The EDI committee met earlier this week to discuss the future of their work. Committee chair Republican Melissa Mason opened the 90-minute conversation looking for feedback from the group.

“What I really wanted to do was sit down and get your recommendations, get your concerns, get your thoughts so that I could bring them to the board.” Mason continued, “I will still share your ideas as your ideas because this is your committee not just me.”

Fellow committee member and board member, Democrat Hugh McManus, accused Mason of becoming the chair of the EDI committee just to destroy it. “You were placed there to implode EDI and you knew that from the beginning,” McManus said. He then called for Mason to resign as the chair of the committee, which she did not do.

Mason signed an “Education Over Indoctrination Pledge”, during her campaign that states she will “Remove 100% of CRT, SEL, EDI, and Woke Indoctrination from the curriculum and administration.”

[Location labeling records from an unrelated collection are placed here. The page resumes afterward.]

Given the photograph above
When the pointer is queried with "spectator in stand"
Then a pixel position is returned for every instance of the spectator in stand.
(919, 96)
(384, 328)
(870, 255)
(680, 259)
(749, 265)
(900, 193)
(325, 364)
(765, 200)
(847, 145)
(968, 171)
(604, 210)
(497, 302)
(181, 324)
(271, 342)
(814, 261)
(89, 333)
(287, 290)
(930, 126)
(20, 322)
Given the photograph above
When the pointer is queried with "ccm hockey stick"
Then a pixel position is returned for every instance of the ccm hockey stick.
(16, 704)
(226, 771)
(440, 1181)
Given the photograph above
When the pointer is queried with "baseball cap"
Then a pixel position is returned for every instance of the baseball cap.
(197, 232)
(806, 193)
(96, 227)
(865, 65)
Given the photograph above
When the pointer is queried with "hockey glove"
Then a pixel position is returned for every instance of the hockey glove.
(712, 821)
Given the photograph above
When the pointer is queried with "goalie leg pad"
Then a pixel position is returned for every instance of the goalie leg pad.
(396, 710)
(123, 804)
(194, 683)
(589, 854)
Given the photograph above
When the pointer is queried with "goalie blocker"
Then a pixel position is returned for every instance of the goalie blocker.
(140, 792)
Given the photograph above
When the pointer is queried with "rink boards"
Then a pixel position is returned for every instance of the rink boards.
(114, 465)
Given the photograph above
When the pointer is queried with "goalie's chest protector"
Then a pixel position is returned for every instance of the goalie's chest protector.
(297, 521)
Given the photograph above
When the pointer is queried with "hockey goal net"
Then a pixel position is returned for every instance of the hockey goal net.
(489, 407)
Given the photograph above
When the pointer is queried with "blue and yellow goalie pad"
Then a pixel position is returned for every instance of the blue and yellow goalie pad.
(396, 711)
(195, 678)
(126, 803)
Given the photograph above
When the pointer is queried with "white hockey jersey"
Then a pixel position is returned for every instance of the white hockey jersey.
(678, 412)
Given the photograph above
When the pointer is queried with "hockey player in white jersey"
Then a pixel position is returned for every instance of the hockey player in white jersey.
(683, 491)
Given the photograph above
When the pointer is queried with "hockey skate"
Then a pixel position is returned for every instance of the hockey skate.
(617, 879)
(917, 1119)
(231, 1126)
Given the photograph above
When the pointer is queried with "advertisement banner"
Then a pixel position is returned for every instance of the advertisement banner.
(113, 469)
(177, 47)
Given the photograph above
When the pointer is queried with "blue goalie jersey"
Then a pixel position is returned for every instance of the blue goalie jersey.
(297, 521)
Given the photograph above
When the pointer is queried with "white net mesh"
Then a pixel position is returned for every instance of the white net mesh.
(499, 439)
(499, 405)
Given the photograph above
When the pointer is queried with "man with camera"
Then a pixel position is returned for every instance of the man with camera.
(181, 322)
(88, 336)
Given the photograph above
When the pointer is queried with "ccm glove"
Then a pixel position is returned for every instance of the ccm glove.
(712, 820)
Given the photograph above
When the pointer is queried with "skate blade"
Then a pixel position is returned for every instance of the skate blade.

Education Over Indoctrination Pledge. Source: melissaforeducation.com

Board member Pat Bradford, a Republican, summarized the meeting with disappointment, stating, “I came, and I saw, I was very disappointed. I was appalled. I saw no appreciation of diversity of thought, I saw no inclusion, I saw a great deal of hate.” she continued, “After what I saw and heard last night, I am not in favor of continuing this committee I will vote to disband it.”

After motioning to disband the committee effective January 1st, 2024, Melissa Mason expressed sentiments similar to her colleagues. She remarked, “I did not feel respected despite that I sat, and I listened, and I took notes. I did what I’ve been doing for the past year.”

Mason justified the dissolving of the committee by highlighting that the essential work of EDI is already being addressed by the district’s committees focused on exceptional children and academically or intelligently gifted individuals. Additionally, she pointed out existing support systems for multilingual learners and military families within the district. Mason emphasized that the committee’s efforts were duplicative, as the outlined duties of the district already encompassed the work being undertaken by the now-disbanded committee.

In September, the board narrowly voted to temporarily limit access to the book Stamped after parent concerns that it is educationally unsuitable as a nonfiction, pervasively vulgar, or inappropriate to the age, maturity, or grade level of the students. The book is going through existing school district protocols that had been circumvented.